2018 World Monuments Watch
In August and September 2017, multiple hurricanes and earthquakes struck the Caribbean, the Gulf, and Mexico, causing unprecedented destruction of infrastructure, buildings, and communities. When disaster strikes, the loss of life and property can be devastating for communities and entire societies. Heritage sites often pay a heavy toll, and yet cultural heritage, both tangible and intangible, is a vital force behind community resilience and a key component on the road to recovery. The Disaster Sites of the Caribbean, the Gulf, and Mexico are included on the 2018 Watch with the goal of mobilizing heritage conservation response following the urgent humanitarian measures undertaken in the immediate aftermath.

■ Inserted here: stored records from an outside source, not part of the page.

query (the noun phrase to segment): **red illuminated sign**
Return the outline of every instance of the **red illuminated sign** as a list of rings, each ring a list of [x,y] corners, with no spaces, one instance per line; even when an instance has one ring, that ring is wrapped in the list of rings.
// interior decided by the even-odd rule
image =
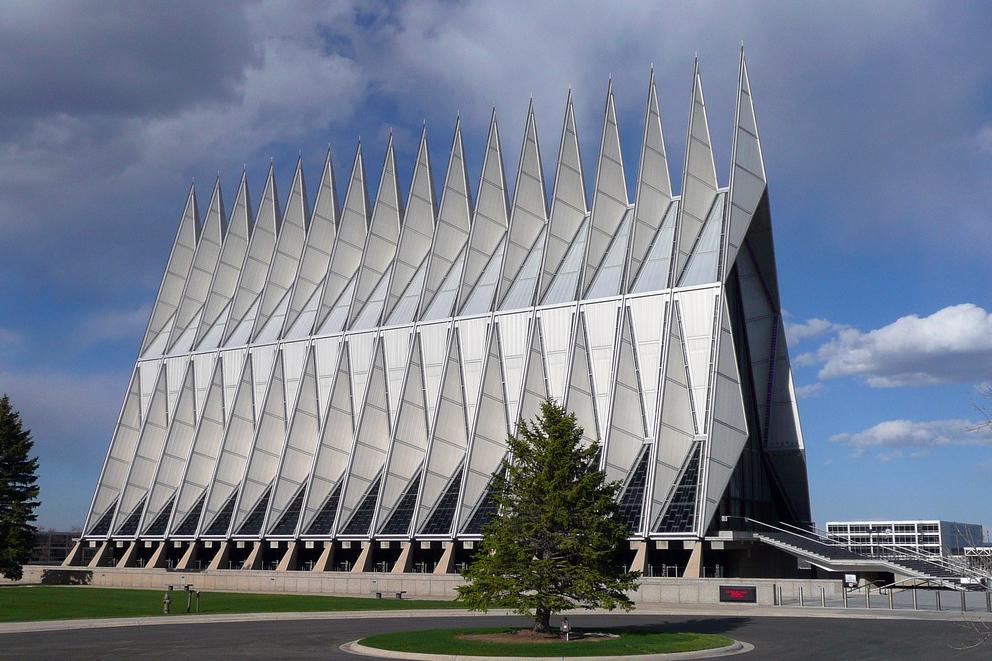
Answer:
[[[758,589],[753,585],[721,585],[720,601],[756,604],[758,603]]]

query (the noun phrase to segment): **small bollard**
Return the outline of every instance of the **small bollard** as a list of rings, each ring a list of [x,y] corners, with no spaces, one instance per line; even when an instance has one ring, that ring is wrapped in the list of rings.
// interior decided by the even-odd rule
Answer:
[[[162,597],[162,613],[165,615],[169,614],[169,607],[172,606],[172,597],[166,592],[165,596]]]
[[[778,605],[785,606],[785,595],[782,591],[782,586],[778,586]]]
[[[806,606],[806,600],[803,598],[803,586],[799,586],[799,607],[803,608]]]
[[[200,591],[196,591],[196,612],[200,612]]]
[[[778,585],[772,583],[772,606],[781,606],[778,602]]]
[[[186,584],[183,586],[186,588],[186,612],[190,612],[193,608],[193,586]]]
[[[934,592],[934,594],[937,595],[937,610],[939,611],[940,610],[940,590],[937,590],[936,592]]]
[[[572,633],[572,625],[568,623],[568,618],[561,618],[561,632],[565,634],[565,642],[568,642],[569,634]]]
[[[964,613],[964,612],[966,612],[968,610],[968,601],[965,599],[965,596],[967,594],[968,594],[967,592],[965,592],[964,590],[961,590],[961,612],[962,613]]]
[[[841,586],[841,593],[844,595],[844,608],[847,608],[847,586]]]
[[[820,608],[827,607],[827,590],[822,585],[820,586]]]
[[[889,610],[892,610],[892,588],[889,588]]]
[[[914,611],[920,610],[920,599],[916,595],[916,588],[913,588],[913,610]]]
[[[865,584],[865,608],[871,608],[871,585]]]
[[[992,592],[989,590],[985,591],[985,610],[992,613]]]

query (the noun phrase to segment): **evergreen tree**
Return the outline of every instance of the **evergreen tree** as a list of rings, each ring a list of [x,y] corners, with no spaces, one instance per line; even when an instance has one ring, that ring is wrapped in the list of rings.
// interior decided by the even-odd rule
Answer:
[[[31,456],[31,432],[21,416],[0,397],[0,576],[17,580],[31,558],[38,507],[38,460]]]
[[[620,483],[599,470],[599,446],[584,446],[575,415],[553,401],[508,443],[510,459],[493,475],[498,513],[458,599],[473,610],[512,608],[538,632],[563,610],[633,608],[626,592],[640,573],[618,563],[629,529],[618,514]]]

In many of the countries affected by these natural disasters, damage assessments and plans for immediate repairs and reconstructions are already underway. Local and international architects, planners, and engineers are coming together to determine how to rebuild these devastated communities and the cultural sites they cherish. The Mexican Cultural Institute of New York announced an award to support the conservation of the sixteenth-century San Juan Bautista convent in Cuauhtinchan, a 2006 Watch site located in Puebla and severely affected by the earthquakes. With the inclusion of these affected areas and sites on the 2018 Watch, WMF supports this and other ongoing efforts to help strengthen communities through the conservation of heritage.
Since the Watch
WMF will begin a project in partnership with National Institute of Anthropology and History to address the long-term stability of the Archaeological Zone of Monte Albán and Atzompa, including physical conservation, documentation, and geological assessment. Monte Albán, the most significant archeological site in Mexico's Oaxaca Valley and one of the most important archaeological zones in Mesoamerica was previously included on the 2008 Watch. The earthquake recovery project at the site will also emphasize training and capacity building, giving local technicians the skills they need to effectively repair and prepare the archaeological zone for future natural disasters.